Bobby Fischer era un ragazzo introverso e capì subito che tutto quel can can, fatto di passaggi nelle principali radio e televisioni americani, pagati a fior di dollari, non solo rappresentava un chiassoso frastuono per la sua mente, ma intuì che era diventato una pedina nello scacchiere della Guerra Fredda. Fece la contromossa, sfruttò i media americani per denunciare la strumentalizzazione della sua vittoria e anche le cose che non andavano in America, le discriminazioni, il razzismo, la corruzione, i vertici al governo e quelli che si erano insediati alla Casa Bianca, che sprofonderanno nello scandalo Watergate. Nel giro di qualche anno Bobby Fischer da eroe nazionale, che aveva spezzato il dominio sovietico negli scacchi divenne un perseguitato per le sue denunce. Infatti, mentre era all’estero impegnato in uno dei suoi tanti tornei ricevette l’ordine di non rimettere più piede negli Usa, pena un processo a suo carico per oltraggio alle autorità americane.

Quello spirito indomito l’aveva ereditato dalla madre, Regina Winder nata in Svizzera da genitori polacchi di origine ebrea, operaia in una fabbrica bellica, aveva poi studiato da infermiera. Trasferitasi a Mosca conobbe Gerhardt Fischer dal quale ebbe Bobby e conseguì la laurea in medicina. Visse alcuni anni in Germania, dove fu attiva nel movimento pacifista tedesco, si separò dal marito, si trasferì negli Stati Uniti e qui ebbe subito alle calcagna l’Fbi che la considerò una spia sovietica. Regina Winder oltre a proseguire le sue lotte nel movimento pacifista americano, divenne un’attivista anche del movimento internazionale, ebbe grandi difficoltà a trovare lavoro, dovette fare l’infermiera in un ospedale con massacranti turni soprattutto di notte. Le precarie condizioni economiche con Bobby e la sorella più grande da allevare, costrinsero i Fischer ad abitare in quartieri periferici di New York come il Bronx.
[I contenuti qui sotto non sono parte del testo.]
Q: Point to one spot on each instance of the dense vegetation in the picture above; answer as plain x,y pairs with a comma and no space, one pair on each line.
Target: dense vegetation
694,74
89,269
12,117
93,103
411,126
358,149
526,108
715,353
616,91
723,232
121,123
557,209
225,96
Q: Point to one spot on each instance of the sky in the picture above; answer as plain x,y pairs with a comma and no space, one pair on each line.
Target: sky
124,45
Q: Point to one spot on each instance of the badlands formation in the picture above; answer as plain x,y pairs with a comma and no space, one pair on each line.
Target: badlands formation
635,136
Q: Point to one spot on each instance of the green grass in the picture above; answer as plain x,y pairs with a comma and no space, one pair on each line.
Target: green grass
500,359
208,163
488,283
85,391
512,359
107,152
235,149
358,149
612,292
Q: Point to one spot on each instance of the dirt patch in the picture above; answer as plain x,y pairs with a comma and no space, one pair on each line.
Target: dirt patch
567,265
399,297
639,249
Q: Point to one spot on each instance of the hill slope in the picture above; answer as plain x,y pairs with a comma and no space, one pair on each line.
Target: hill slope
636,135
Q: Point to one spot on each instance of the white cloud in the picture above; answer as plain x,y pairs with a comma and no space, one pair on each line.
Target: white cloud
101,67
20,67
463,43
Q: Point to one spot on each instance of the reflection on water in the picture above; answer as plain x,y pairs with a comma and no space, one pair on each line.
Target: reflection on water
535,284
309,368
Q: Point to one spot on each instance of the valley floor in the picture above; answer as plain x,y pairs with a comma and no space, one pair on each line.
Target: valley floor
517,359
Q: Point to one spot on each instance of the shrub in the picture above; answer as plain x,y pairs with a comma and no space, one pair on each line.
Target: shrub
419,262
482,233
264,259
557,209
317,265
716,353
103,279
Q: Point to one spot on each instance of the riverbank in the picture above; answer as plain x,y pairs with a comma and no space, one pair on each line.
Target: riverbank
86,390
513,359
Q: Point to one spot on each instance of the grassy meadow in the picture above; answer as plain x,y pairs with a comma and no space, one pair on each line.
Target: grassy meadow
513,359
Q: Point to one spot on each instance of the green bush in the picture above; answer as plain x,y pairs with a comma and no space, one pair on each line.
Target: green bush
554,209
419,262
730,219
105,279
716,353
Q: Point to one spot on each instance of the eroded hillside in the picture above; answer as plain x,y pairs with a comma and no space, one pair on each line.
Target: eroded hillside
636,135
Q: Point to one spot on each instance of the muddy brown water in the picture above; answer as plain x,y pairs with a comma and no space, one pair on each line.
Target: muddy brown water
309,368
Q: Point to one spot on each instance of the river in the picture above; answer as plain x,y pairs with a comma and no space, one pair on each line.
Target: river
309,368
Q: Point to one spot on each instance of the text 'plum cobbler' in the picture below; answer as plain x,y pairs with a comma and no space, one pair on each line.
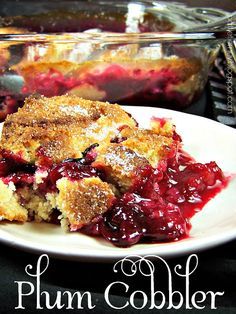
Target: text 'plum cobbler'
87,165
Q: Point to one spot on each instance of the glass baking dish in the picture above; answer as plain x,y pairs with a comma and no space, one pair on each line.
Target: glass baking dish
130,52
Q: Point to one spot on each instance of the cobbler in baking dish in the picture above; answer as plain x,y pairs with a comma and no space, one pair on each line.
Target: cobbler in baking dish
89,166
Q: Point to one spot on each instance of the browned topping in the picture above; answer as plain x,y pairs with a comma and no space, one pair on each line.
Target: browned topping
82,201
62,126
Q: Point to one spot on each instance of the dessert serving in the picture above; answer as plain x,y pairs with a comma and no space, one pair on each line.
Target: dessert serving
88,166
120,51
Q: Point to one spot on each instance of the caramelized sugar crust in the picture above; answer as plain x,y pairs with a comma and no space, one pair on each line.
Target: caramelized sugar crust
61,127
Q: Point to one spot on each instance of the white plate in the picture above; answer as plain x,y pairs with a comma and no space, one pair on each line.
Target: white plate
205,140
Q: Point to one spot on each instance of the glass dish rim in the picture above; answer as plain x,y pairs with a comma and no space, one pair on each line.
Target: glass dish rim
109,37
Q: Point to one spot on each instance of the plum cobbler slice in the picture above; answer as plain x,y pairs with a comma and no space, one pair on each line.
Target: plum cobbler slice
87,165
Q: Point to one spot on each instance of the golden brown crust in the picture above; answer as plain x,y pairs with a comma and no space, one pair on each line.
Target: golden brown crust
82,201
62,126
148,144
121,164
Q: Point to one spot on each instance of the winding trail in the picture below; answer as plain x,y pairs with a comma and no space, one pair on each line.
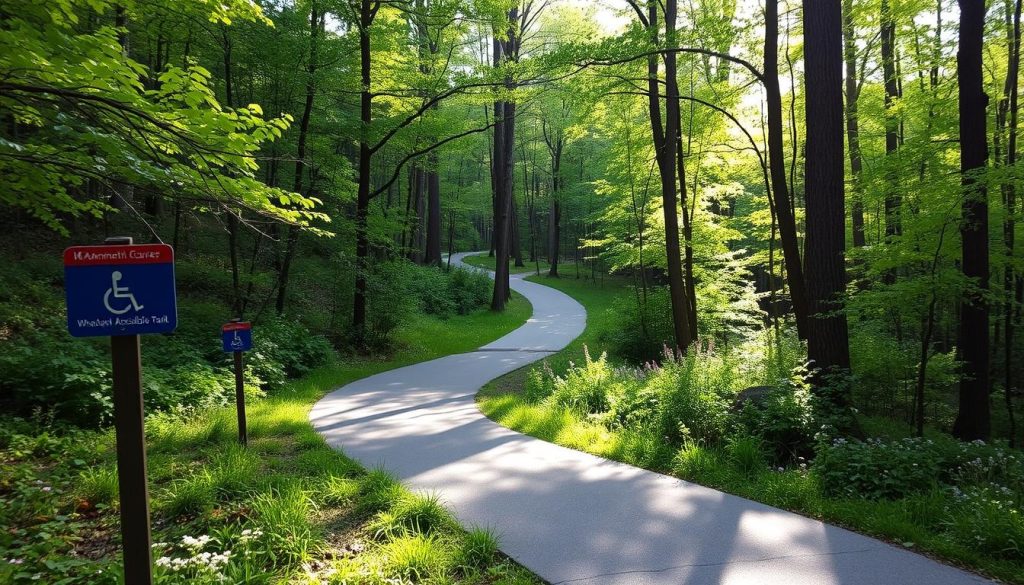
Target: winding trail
573,517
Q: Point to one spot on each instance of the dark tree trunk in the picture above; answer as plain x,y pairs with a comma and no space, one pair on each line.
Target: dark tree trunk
691,294
892,204
973,420
827,338
433,251
514,233
315,26
776,164
554,236
368,9
666,139
853,124
1010,201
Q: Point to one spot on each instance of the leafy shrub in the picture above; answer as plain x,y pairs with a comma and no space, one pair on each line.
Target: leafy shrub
989,519
782,419
876,468
432,290
398,289
584,389
691,393
745,453
540,383
43,367
284,348
470,290
638,329
694,461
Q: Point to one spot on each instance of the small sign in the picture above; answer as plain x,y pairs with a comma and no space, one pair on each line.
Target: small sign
120,290
238,336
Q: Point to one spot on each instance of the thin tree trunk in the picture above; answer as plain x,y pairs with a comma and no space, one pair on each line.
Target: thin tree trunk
892,203
853,124
368,9
315,26
776,164
666,140
1009,223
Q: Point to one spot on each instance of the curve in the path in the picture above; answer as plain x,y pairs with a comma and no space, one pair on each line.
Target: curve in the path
573,517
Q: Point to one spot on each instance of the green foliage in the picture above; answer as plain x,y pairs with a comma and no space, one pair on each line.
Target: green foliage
400,289
585,388
413,514
416,556
478,548
747,453
285,515
223,513
637,329
192,496
783,419
88,117
98,486
379,491
284,348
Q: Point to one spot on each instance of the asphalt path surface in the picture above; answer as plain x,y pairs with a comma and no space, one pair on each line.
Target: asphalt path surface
573,517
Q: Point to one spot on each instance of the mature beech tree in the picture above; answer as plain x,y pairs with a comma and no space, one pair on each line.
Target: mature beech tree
827,338
973,419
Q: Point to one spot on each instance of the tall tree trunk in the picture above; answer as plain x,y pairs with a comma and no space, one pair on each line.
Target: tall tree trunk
554,235
315,26
232,219
892,204
368,9
432,255
691,295
776,163
827,337
666,140
1010,202
973,420
853,124
514,233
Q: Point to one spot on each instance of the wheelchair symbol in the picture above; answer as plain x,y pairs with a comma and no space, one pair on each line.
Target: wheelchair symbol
120,293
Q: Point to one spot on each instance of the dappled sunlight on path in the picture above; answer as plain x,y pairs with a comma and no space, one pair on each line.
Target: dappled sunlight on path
573,517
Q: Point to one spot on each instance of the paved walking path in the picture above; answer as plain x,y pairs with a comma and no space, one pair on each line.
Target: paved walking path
572,517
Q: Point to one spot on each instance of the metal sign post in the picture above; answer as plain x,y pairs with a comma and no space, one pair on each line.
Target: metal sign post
122,291
238,337
133,488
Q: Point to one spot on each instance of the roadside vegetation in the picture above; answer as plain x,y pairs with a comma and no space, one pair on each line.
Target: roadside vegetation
288,508
683,415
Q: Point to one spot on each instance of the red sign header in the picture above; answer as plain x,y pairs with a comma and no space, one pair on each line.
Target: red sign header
115,255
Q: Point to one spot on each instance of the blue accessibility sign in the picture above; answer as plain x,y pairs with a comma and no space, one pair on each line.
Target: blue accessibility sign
120,290
237,336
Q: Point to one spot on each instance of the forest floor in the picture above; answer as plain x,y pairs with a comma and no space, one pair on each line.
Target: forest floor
287,508
913,523
570,516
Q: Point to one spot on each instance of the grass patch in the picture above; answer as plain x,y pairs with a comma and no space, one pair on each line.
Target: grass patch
931,521
288,508
598,298
488,262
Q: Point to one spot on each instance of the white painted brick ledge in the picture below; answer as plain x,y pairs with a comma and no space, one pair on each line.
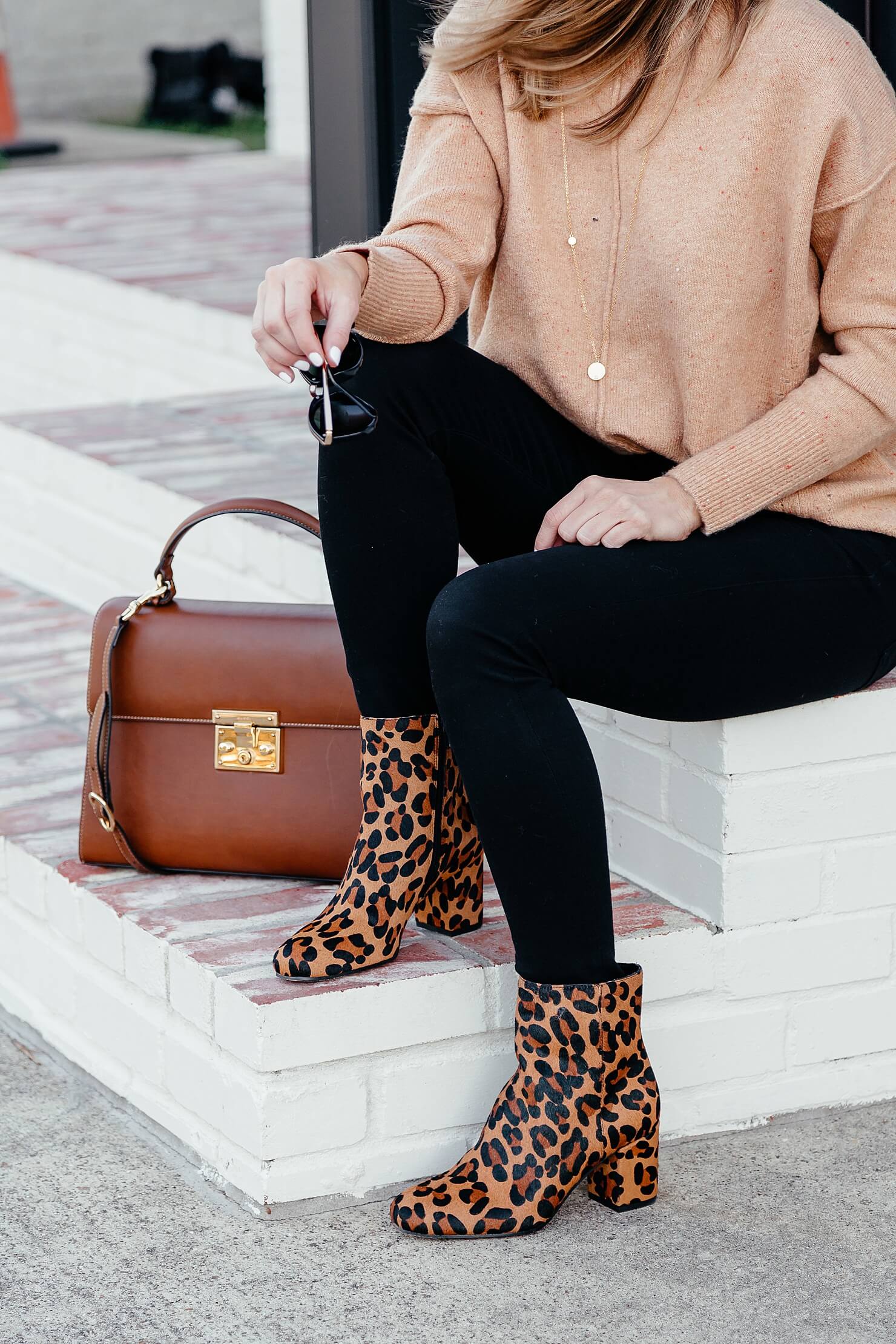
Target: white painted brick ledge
340,1095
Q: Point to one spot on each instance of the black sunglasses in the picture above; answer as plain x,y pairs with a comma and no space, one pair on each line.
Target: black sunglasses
334,412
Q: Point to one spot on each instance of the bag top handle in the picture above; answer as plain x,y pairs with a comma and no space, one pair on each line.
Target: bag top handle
269,509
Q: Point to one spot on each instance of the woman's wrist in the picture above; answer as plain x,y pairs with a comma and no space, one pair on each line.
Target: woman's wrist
358,261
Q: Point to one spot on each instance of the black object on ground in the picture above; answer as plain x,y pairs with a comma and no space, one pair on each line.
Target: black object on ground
203,85
25,148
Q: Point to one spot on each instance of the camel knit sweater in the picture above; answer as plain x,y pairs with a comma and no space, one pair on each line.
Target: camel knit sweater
754,334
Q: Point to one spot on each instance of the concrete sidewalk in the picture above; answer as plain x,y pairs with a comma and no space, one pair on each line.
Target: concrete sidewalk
778,1234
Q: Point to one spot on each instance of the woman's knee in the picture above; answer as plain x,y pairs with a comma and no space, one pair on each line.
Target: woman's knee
387,367
472,627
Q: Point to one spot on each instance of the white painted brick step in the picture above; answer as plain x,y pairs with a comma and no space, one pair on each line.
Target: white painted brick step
162,988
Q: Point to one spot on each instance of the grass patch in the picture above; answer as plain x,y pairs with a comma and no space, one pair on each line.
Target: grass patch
246,127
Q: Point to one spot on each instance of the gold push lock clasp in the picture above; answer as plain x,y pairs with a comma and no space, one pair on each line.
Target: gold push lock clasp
246,740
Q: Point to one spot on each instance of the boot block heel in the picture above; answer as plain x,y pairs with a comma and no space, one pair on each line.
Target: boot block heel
453,903
627,1178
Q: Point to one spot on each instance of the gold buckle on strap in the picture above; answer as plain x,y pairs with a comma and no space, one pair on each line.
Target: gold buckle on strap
150,596
104,814
248,740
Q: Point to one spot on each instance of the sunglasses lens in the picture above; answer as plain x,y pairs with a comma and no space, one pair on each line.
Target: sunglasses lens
348,417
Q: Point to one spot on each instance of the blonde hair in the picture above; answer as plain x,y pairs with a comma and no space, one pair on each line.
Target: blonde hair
584,44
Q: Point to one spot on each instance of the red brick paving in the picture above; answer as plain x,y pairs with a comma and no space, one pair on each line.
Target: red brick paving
230,925
210,448
202,229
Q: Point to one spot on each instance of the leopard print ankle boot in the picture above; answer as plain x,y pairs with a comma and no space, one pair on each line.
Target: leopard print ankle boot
418,851
584,1104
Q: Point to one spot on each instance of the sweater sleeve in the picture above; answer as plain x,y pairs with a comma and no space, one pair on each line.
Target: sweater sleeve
848,406
443,231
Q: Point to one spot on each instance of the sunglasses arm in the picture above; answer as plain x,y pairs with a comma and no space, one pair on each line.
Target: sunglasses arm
328,409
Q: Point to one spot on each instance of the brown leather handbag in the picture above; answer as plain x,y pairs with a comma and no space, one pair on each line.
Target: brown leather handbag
223,736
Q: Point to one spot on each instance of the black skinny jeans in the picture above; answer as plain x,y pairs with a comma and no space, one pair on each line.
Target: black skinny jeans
772,612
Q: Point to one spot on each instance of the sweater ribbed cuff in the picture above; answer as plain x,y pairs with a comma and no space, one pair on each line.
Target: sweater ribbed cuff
762,464
402,300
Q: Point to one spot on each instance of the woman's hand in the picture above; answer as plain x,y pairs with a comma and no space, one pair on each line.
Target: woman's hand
292,296
602,511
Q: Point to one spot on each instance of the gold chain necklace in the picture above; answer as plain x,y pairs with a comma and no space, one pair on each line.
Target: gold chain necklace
597,369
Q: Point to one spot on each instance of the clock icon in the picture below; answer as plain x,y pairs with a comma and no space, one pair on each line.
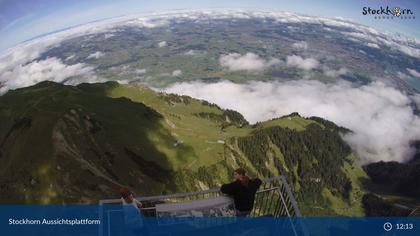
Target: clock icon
387,226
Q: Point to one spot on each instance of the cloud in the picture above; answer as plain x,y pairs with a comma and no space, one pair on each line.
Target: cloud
373,45
95,55
49,69
334,73
176,73
413,72
248,62
302,45
162,44
140,71
195,53
304,64
381,117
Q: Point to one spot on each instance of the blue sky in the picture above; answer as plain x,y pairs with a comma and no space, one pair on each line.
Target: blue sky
21,20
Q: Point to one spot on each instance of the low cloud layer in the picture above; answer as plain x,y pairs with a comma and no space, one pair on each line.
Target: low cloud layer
162,44
381,117
248,62
49,69
95,55
302,63
414,73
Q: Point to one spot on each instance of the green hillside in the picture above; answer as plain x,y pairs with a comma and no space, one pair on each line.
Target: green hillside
81,143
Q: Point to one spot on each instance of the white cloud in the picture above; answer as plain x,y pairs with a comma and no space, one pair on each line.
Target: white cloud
413,72
162,44
302,45
381,117
95,55
334,73
195,53
140,71
299,62
176,73
70,57
49,69
373,45
248,62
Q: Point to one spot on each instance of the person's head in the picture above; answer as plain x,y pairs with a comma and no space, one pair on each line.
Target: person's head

Il futuro campione del mondo, trascorreva buona parte della giornata da solo, fu allora che la madre gli regalò una scacchiera. Bobby si appassionò subito al gioco, leggeva libri sugli scacchi, prendeva appunti su fogli che sistemava sul letto ed era così immerso nel mondo degli scacchi che non proferiva parola con nessuno per tutto il giorno. Regina Winder preoccupata lo portò da uno psichiatra, che non solo accertò la buona salute mentale del figlio, ma la incoraggiò a iscriverlo a un circolo di scacchi. Bobby Fischer fu instradato dal segretario del circolo vicino casa che lo iscrisse ai principali tornei scacchistici di New York. Il titolo di campione d’America arrivò all’età di 14 anni, confermandosi poi ininterrottamente dal 1957 al 1966. Fu un susseguirsi di vittorie fino alla legittimazione internazionale. Due anni prima di Reykjavik, vinse l’argento alle olimpiadi, medaglia che aveva già conquistato quattro anni prima a L’Avana. Bobby Fischer aveva giocato più volte con i sovietici, ma era stato sconfitto. Nel 1972 aveva di fronte Boris Spassky, campione del mondo in carica da tre anni. La partita non si era messa bene per Bobby Fischer, alla seconda giornata commise un’imprudenza tale da compromettere l’esito, solo una patta tra i due con il consenso di Spassky consentì a Fischer di proseguire fino a quel 30 settembre, quando una mossa dell’americano non lasciò scampo al campione di San Pietroburgo. A nulla valsero i consulti frenetici tra gli ex campioni sovietici, tutti presenti nella capitale islandese, contornati da agenti del Kgb, Fischer aveva messo a segno un colpo micidiale ed era talmente sicuro che Spasskij non avesse scampo che se ne andò a letto. L’indomani fu dichiarato campione del mondo.

Le prime coraggiose denunce di Bobby Fischer contro l’America e l’ipocrisia dei suoi governanti, unitamente all’adesione ad alcune sette religiose, che gli spillarono un bel po’ di soldi, e alla denuncia delirante di complotti sionisti internazionali, alternati a stati di depressione e di isolamento totale gli costarono un mandato di cattura, che non gli consentì di mettere più piede nel territorio americano, fino a impedirgli di vedere la madre sul punto di morte. Quell’America che lo aveva esaltato e usato in chiave antisovietica nella Guerra Fredda, aveva deciso di fargliela pagare. Bobby Fischer si stabilì a Reykjavik, la città che lo aveva incoronato re degli scacchi ed eroe d’America in fuga.